Along with SDI, Microsoft Windows Office 2007, which runs on top of Vista, tags most documents as XML files. That means Word, Excel and PowerPoint documents, when sent over the WAN, are transmitted in pre-compressed zipped form. WAN optimization tools, which typically look for duplicate data streams, will have to unzip and rezip files while searching for duplicate streams in order to accelerate traffic.

"XML can negate the ability to accelerate," Taub said.

Ken Klapproth, vice president of marketing for network management vendor Entuity, said XML also boosts the amount of sharing end users can do, meaning that more traffic will be traversing the pipes. Those added transactions could clog the WAN.

"If you're sharing that last mile or it's a wireless mile," Klapproth said, "you're trying to transact more and more data over a limited pipe."

Proper planning can, however, prepare enterprises for what's to come, he said.

"It's not a Y2K-like doomsday," he said, "but technologically, Vista offers some challenges to networks."

Despite potential hang-ups on the WAN and with optimization techniques and strategy, Burton Group's Siegel said enterprises should not ignore WAN optimization tools now. Instead, he said, they should look at what they need and compare that to how Windows Vista and Longhorn could affect their environments.
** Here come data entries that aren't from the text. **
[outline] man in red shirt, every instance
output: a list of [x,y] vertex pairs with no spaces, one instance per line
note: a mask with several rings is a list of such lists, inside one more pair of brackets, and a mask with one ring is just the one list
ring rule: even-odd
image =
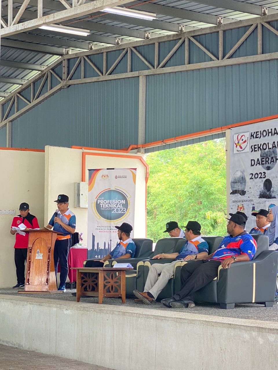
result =
[[23,203],[20,204],[19,212],[20,215],[13,218],[10,232],[12,235],[16,234],[16,242],[14,248],[17,283],[13,287],[14,289],[22,288],[24,286],[25,281],[24,262],[27,259],[28,233],[24,233],[24,235],[21,235],[17,232],[16,230],[12,230],[12,228],[18,227],[19,225],[23,223],[27,229],[40,228],[36,218],[29,213],[29,205],[28,203]]

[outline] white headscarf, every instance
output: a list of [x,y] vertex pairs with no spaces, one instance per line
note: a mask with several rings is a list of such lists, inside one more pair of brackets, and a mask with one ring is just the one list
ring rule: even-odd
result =
[[271,209],[273,215],[273,221],[265,234],[269,238],[270,246],[273,244],[278,237],[278,206],[272,207]]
"These boxes pay for themselves in almost no time at all," Siegel said. "You're not going to have Vista and Longhorn out for a few years, anyway. Get something in now. I wouldn't advise anyone to say, 'We're not going to do anything with WAN optimization until Vista is deployed in three years.' Go out there with a tactical solution."

Siegel added that the enhanced user experience and productivity WAN optimization tools often provide are well worth the investment, even if they do become unnecessary once Vista and Longhorn are widely deployed. He said, however, that "cases requiring them will be somewhat scarcer in a few years, after the new Windows technologies are widely deployed."

Enterprises should use caution and examine how compatible Microsoft's technologies will be within their networks, according to Gartner.

"Windows Vista and Longhorn offer the promise of improved networking performance and security," Gartner stated. "However, the scope and scale of the changes present significant security and compatibility risks. Most enterprises will delay large-scale deployments until after application compatibility has been verified, which Gartner expects to take 12 to 18 months. This will give networking components time to mature. As a result, the benefits of the new Windows communications stack will not be broadly realized before 2009."